Increasingly efficient and effective aid agencies
- As aid agencies have developed their own data portals the cost of responding to internal and external enquiries has significantly reduced. Examples include the UK’s DevTracker, the US’s gov, the European Commission’s EU Aid Explorer, and Sweden’s Openaid.se portal.
- A variety of aid agencies report that the efforts to be fully transparent have a positive ripple effect across their organisation. In 2022, Gavi spoke about how their transparency efforts have helped them make their internal information management processes and systems stronger.
Facilitating media scrutiny
- Journalists are using IATI data to investigate aid spending – for example in relation to anti-LGBTQ groups in Uganda and Ghana.

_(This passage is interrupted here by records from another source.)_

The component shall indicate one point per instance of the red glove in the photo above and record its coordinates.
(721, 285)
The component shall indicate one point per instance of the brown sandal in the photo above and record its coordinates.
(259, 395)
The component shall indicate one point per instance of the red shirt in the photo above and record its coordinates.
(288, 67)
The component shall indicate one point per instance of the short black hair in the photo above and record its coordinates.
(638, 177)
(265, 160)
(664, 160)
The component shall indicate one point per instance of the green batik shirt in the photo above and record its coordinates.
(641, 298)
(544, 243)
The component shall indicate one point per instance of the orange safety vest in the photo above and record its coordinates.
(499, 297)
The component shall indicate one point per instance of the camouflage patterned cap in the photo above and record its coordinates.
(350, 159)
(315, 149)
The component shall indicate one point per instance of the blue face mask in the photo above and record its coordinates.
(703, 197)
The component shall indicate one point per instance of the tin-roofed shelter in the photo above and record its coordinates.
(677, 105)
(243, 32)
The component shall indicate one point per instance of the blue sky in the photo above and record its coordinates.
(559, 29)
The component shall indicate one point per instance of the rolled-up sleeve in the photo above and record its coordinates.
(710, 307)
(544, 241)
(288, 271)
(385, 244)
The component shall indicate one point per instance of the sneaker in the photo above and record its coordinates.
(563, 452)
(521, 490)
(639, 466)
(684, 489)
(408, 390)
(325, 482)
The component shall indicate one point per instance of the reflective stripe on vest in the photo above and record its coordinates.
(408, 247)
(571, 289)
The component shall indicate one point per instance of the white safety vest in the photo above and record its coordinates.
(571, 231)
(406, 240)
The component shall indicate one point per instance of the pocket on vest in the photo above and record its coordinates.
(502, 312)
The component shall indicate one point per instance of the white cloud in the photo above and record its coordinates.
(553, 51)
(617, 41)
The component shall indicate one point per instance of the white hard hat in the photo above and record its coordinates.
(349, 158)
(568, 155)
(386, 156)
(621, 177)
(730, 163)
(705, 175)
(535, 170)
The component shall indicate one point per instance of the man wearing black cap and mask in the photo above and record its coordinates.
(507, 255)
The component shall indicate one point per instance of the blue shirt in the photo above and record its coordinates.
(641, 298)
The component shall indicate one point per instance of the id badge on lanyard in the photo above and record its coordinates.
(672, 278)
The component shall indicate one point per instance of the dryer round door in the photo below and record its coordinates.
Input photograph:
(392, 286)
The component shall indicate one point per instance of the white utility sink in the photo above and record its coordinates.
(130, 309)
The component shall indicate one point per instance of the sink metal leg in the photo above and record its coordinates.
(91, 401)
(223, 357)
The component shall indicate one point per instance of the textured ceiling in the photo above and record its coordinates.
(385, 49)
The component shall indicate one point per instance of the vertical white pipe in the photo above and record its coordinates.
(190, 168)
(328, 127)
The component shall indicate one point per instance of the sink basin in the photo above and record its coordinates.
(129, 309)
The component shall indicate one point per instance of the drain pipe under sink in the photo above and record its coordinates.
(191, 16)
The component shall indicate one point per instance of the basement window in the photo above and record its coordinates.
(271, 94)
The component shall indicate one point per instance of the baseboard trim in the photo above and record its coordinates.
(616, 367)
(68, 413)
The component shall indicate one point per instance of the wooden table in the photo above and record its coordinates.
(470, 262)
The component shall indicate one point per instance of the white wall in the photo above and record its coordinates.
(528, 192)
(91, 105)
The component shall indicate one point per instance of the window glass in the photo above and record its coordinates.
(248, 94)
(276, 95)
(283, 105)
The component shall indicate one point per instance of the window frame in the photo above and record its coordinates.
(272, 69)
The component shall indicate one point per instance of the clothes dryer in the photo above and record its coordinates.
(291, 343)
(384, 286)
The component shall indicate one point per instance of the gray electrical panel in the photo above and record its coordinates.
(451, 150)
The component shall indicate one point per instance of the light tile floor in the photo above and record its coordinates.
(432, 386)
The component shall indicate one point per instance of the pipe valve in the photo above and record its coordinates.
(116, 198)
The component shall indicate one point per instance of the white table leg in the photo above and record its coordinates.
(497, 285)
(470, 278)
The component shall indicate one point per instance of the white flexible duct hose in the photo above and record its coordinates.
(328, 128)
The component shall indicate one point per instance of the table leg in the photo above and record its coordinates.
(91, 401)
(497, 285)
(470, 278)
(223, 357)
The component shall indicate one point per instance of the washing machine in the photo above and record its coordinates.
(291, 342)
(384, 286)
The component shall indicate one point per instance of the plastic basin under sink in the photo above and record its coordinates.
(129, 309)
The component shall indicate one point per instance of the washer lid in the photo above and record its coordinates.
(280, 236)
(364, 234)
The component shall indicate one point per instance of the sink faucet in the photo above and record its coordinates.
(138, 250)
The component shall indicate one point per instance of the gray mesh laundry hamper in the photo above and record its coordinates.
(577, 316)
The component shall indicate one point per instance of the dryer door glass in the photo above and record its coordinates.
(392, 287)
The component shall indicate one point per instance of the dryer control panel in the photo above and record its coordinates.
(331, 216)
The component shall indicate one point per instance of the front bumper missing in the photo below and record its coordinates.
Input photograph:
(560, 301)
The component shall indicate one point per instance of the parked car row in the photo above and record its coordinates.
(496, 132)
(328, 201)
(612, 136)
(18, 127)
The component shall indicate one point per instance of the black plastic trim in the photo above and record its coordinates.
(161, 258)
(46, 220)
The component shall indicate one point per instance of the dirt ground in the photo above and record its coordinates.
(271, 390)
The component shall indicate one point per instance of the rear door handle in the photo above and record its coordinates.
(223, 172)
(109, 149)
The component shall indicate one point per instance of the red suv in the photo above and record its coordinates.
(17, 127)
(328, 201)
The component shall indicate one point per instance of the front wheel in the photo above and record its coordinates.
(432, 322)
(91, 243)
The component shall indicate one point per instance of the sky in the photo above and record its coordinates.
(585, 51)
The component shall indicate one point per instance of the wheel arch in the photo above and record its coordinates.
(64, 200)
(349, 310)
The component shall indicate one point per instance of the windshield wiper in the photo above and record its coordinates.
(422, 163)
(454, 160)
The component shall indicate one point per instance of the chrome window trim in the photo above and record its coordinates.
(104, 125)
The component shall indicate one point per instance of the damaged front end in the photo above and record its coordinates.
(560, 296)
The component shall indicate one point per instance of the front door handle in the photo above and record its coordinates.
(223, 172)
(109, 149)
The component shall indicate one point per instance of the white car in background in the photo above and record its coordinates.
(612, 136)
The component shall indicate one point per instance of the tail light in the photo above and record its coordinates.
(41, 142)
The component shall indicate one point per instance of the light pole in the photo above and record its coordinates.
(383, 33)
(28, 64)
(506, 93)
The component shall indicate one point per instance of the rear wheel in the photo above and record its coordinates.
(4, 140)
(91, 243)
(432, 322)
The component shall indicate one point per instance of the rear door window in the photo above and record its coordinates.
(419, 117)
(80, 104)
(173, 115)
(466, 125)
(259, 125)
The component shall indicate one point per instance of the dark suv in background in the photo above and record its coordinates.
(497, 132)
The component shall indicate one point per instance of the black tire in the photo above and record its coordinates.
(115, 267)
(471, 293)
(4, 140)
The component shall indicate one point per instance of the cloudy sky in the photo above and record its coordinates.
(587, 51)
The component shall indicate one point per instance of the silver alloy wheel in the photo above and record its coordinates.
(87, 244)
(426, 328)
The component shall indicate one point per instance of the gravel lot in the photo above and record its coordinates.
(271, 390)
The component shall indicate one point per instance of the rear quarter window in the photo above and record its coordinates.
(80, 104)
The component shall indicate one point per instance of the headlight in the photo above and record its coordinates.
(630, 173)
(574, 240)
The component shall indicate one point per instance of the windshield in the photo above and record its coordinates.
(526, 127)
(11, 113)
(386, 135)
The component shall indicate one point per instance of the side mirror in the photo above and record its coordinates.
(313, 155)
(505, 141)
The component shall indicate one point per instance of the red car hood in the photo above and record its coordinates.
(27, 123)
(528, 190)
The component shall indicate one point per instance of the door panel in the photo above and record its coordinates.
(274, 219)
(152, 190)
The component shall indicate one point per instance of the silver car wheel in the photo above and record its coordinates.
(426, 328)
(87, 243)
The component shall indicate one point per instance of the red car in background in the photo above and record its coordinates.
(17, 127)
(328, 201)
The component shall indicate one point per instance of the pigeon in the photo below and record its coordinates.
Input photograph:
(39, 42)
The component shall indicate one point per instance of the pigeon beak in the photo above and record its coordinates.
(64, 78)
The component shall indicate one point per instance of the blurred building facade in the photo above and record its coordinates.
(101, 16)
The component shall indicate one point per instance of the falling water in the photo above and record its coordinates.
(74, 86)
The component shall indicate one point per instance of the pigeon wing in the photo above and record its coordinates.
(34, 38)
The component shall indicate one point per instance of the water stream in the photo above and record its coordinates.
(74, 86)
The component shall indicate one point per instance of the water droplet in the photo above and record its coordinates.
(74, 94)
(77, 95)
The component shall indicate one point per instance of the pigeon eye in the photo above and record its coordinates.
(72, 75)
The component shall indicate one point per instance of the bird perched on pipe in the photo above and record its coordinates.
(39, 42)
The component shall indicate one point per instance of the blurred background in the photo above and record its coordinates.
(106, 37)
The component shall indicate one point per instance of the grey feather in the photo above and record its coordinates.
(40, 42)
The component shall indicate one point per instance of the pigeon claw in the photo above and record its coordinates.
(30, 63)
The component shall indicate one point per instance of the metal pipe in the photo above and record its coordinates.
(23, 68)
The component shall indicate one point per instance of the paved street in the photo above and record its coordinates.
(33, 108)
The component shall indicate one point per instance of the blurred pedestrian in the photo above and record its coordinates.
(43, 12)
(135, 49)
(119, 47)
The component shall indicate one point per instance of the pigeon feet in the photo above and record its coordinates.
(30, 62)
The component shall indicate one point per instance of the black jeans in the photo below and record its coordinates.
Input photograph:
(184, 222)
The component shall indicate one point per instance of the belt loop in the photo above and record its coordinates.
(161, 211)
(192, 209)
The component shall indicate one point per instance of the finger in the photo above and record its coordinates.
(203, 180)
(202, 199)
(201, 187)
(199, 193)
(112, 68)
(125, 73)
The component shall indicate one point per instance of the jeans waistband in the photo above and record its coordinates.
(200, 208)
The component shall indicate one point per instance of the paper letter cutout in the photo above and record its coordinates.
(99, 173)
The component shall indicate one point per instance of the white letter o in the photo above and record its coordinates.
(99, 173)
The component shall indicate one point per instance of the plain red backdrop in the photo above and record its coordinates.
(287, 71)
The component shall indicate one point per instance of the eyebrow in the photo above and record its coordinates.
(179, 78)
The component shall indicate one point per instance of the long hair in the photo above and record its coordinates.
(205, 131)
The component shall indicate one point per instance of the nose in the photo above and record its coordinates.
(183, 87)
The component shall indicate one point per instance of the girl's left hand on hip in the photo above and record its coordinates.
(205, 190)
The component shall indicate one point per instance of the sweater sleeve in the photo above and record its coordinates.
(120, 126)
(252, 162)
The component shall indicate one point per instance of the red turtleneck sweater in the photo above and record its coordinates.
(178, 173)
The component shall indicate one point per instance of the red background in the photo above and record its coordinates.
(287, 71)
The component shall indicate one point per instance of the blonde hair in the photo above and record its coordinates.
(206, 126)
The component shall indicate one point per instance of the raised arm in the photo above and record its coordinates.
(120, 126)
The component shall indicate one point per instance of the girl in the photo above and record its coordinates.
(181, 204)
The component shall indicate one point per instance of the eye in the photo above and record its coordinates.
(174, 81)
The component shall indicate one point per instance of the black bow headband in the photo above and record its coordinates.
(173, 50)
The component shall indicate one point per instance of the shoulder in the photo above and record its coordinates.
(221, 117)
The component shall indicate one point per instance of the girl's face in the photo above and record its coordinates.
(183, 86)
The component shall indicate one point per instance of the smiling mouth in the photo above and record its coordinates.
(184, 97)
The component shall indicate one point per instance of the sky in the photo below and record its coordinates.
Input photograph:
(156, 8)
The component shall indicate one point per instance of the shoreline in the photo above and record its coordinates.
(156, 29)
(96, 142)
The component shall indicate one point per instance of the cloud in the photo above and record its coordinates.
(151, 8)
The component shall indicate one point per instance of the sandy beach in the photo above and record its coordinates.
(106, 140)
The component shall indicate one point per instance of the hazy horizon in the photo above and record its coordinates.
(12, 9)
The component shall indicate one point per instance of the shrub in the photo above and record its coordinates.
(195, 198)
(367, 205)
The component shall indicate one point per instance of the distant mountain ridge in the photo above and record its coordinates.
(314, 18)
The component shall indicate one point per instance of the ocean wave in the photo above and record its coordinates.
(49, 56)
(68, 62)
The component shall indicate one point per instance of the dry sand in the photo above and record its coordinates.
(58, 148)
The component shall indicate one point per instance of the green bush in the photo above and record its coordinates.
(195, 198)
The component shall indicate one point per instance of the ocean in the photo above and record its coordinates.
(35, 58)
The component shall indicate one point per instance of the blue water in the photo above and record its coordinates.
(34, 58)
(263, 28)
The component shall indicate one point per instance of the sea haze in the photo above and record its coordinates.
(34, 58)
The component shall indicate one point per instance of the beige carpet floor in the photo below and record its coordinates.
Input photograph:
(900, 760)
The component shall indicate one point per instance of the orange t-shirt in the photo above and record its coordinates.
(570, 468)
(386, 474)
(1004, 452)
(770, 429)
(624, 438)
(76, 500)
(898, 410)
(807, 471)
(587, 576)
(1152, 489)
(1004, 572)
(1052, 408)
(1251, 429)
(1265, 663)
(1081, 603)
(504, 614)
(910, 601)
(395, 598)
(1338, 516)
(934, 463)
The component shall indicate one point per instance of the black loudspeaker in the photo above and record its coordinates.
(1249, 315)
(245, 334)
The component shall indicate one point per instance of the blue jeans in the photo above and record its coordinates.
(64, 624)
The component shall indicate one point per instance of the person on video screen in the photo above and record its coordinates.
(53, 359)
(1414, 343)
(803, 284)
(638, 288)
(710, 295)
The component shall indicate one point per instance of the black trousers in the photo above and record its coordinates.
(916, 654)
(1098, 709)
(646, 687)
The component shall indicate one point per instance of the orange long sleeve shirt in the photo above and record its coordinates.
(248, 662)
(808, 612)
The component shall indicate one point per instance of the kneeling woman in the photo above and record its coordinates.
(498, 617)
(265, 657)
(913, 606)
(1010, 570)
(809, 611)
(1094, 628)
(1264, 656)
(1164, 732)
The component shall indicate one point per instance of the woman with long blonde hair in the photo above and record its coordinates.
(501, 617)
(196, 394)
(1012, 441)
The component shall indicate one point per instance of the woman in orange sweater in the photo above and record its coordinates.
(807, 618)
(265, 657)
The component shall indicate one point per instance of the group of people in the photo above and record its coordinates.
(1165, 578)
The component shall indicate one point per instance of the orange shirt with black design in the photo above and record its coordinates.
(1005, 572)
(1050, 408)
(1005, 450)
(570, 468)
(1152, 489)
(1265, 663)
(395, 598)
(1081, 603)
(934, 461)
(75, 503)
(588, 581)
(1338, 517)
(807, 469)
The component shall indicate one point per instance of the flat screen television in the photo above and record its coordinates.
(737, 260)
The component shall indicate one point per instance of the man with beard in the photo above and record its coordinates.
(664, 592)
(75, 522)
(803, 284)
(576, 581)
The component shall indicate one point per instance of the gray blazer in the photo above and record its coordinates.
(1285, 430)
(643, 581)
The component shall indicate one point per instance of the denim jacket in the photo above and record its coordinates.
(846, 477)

Accessibility to aid and development information is also a critical issue, and which too often has been a barrier. But an increasing number of third-party data visualisation and analysis platforms allow stakeholders to access, manipulate and interpret vast data sets. Examples include D-Portal, the Country Development Finance Data downloader, the OCHA COVID-19 dashboard and AIDA. Thematic dashboards, driven by IATI data, are also emerging including the livestock data portal. Also, the opportunities for research are increasing as new approaches emerge, including methodologies to merge IATI and OECD DAC Creditor Reporting System data or to provide real time insight into aid spending.
Today, after years of investment, most of the world’s major aid agencies provide good quality and up to date data about their activities. However, given the recent reversal of a number of formerly “irreversible” policy positions, such as the UK’s 0.7% aid commitment, and reductions in the quantity and quality of aid, it would be too easy for aid transparency progress to be rapidly reversed if nationalist or populist actors chose to do so. It is therefore critical we continue to campaign for greater aid and development transparency, and encourage the use of aid data to engage, understand and improve aid.